As the Republican governor hopscotched from event to event in a private jet, thousands of teachers, nurses and firefighters were preparing to knock on doors to urge voters to turn against his slate of four ballot initiatives. The measures are designed to better control state spending and undercut the power of public employee unions and the state's majority Democrats.

In a widely played radio ad, Schwarzenegger nemesis Warren Beatty tells voters, "Don't give him more power." Another union ally with Hollywood sparkle, director Rob Reiner, was planning to phone voters to rally opposition turnout.

In an interview with The Associated Press, Beatty warned that passage of the proposals could have a ripple effect in other states, where many of the governor's corporate supporters have ties.
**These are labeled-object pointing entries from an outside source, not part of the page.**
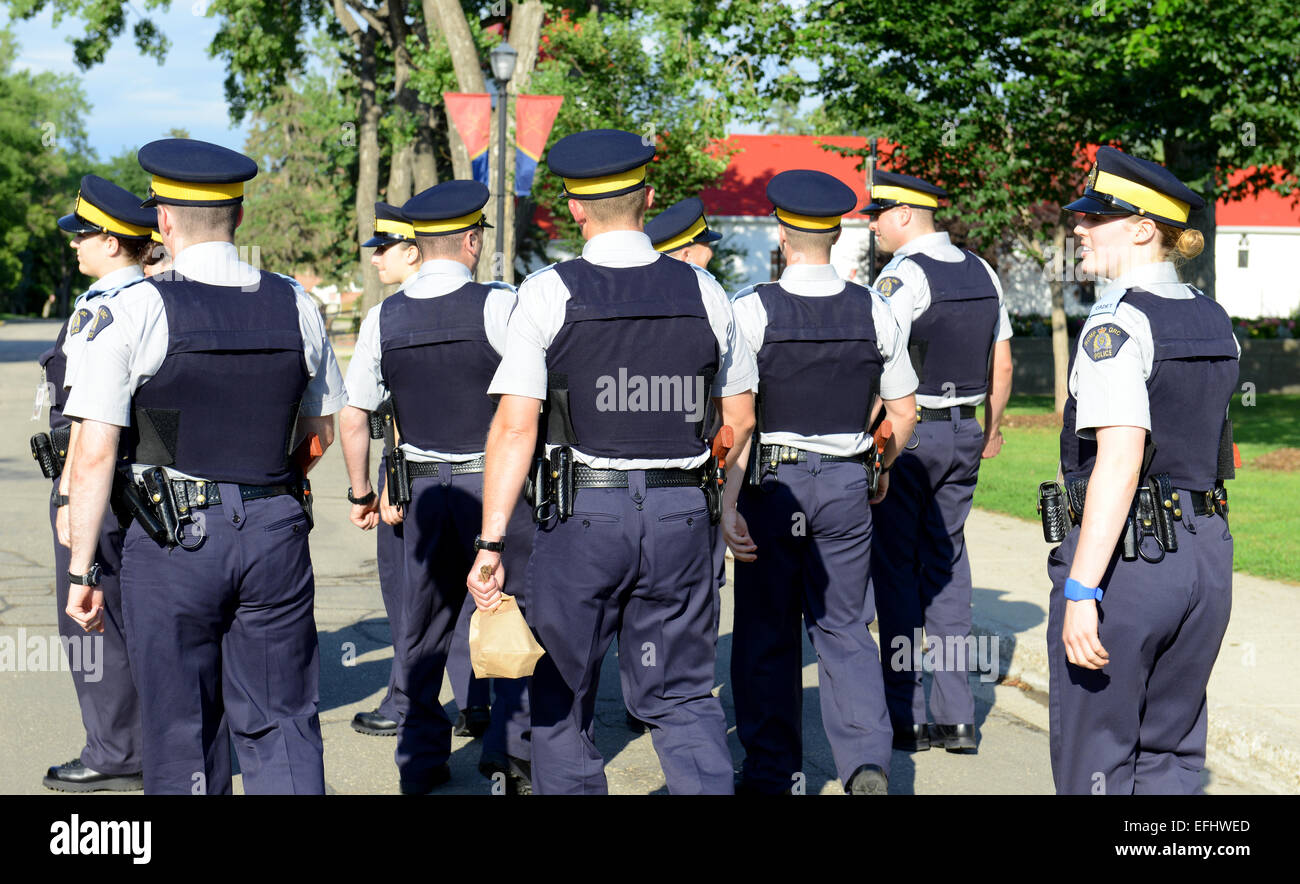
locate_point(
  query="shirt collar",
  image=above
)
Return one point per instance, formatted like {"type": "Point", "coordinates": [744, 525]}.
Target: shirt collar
{"type": "Point", "coordinates": [118, 278]}
{"type": "Point", "coordinates": [809, 273]}
{"type": "Point", "coordinates": [1145, 276]}
{"type": "Point", "coordinates": [924, 242]}
{"type": "Point", "coordinates": [619, 245]}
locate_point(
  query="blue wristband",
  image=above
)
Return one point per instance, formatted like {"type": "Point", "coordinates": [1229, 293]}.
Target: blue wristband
{"type": "Point", "coordinates": [1077, 592]}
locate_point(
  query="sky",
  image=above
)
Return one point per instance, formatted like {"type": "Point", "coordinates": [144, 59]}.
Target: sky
{"type": "Point", "coordinates": [133, 99]}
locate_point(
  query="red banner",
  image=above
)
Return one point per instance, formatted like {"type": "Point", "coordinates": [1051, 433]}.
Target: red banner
{"type": "Point", "coordinates": [471, 115]}
{"type": "Point", "coordinates": [534, 115]}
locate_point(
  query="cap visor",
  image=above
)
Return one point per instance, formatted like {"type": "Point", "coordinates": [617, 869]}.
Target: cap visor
{"type": "Point", "coordinates": [72, 224]}
{"type": "Point", "coordinates": [1090, 206]}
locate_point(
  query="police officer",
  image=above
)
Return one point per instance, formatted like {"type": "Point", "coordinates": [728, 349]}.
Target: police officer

"You have to look inside these Trojan horses and see what is really there. They are deceptively named, and they are not what they appear to be on the outside," Beatty said of the initiatives.

Democrats and labor unions have spent more than $100 million to defeat the governor, outspending Schwarzenegger by about 2-1. Their campaign —— casting the governor as an enemy of working people —— appears to have worked so far. Several recent independent polls show none of Schwarzenegger's proposals with majority support among likely California voters, with two of them running far behind.

Schwarzenegger has dismissed polls and cast the election as a continuation of the 2003 gubernatorial recall election. He has sought to recapture the outsider credentials that propelled him to office that year.

"Give me the tools so I can make the changes in California," he said at the Del Webb Sun City retirement community in Roseville. "That's why people sent me to Sacramento, to fix the broken system."

After starting his day at a Chico diner, Schwarzenegger followed the Roseville event by campaigning at an ale house in the east San Francisco Bay area suburb of San Ramon before heading by private jet to Fresno, Riverside, Anaheim and Del Mar.

At Fresno County Republican headquarters, Schwarzenegger was cheered by about 30 supporters while a dozen nurses protested nearby. The governor grabbed a telephone and made a personal pitch to a voter on the line.

Outside, Fresno nurse Arlis Rossiter complained that the governor was trying to silence those who disagree with him.

"He's a dictator," Rossiter said, waving at a car that was pulling an anti-Schwarzenegger sign.

Strategy on both sides has focused on energizing core supporters, with voter turnout likely to be a deciding factor for many of the initiatives. The secretary of state has projected that 42 percent of registered voters will cast ballots in what will be California's fifth statewide special election.

For Republicans, the get-out-the-vote effort has involved an appeal to Christian conservatives to support an abortion-related initiative that the governor endorses but hasn't campaigned for. Republican pollsters hope a wave of conservatives turning out for Proposition 73, which would require doctors to notify parents or guardians when a minor seeks an abortion, will translate into trickle-down support for the governor's measures.

Democrats and labor groups have focused on getting union members to the polls, encouraging a blanket "no" vote on most of the eight initiatives on today's ballot.

With polls showing his popularity at an all-time low, Schwarzenegger has the most at stake.

The defeat of his proposals would leave him looking politically vulnerable just as his 2006 re-election campaign gets under way. But with polls running against him, winning even one initiative would remind Democrats that his public standing may be only temporarily damaged.

The governor called the election in June to promote three initiatives: Proposition 74, which would lengthen teachers' probationary period from two years to five and make it easier to fire veteran teachers; Proposition 76, which would set a state spending limit and give the governor authority to make midyear budget cuts; and Proposition 77, which would transfer the power to draw legislative boundaries from state lawmakers to a panel of retired judges.

Schwarzenegger later endorsed Proposition 75, which would require public employee unions to get written permission from members before using their dues for political purposes. Schwarzenegger has since included that measure in his four-part agenda.

Two other propositions offer dueling visions to lower prescription drug costs for the uninsured, while another seeks to reregulate part of California's electricity market.

The election has created a sharp partisan divide. Polls have shown Republicans largely supportive of the governor, with Democrats and independents mostly opposed.

The governor has been dogged throughout the campaign by teachers, firefighters, nurses and others opposed to the election.

At the Roseville retirement community, the governor knocked on doors along a neat, flag-lined street, urging residents to vote.

Richard Witt, who had the governor autograph an Austrian Schwarzenegger stamp, said he supported all the governor's measures except the teacher tenure proposal. But Witt's wife, Lois, a Democrat, voted against each.

"I think a lot of things do need to be changed," she said, adding, "I don't want to see the teachers hurt, or the nurses, or the firemen."

California has held four statewide special elections since 1910, putting a combined 15 ballot measures before voters. Seven of those were approved, including a half-cent sales tax to support law enforcement in 1993.

In the past, voters have turned back initiatives similar to some of those being pushed by Schwarzenegger. Between 1982 and 1990, voters rejected several proposals to change the way the state draws political district boundaries. In 1973, voters rejected Proposition 1, championed by then-Gov. Ronald Reagan, which would have cut income taxes and placed strict controls on state spending.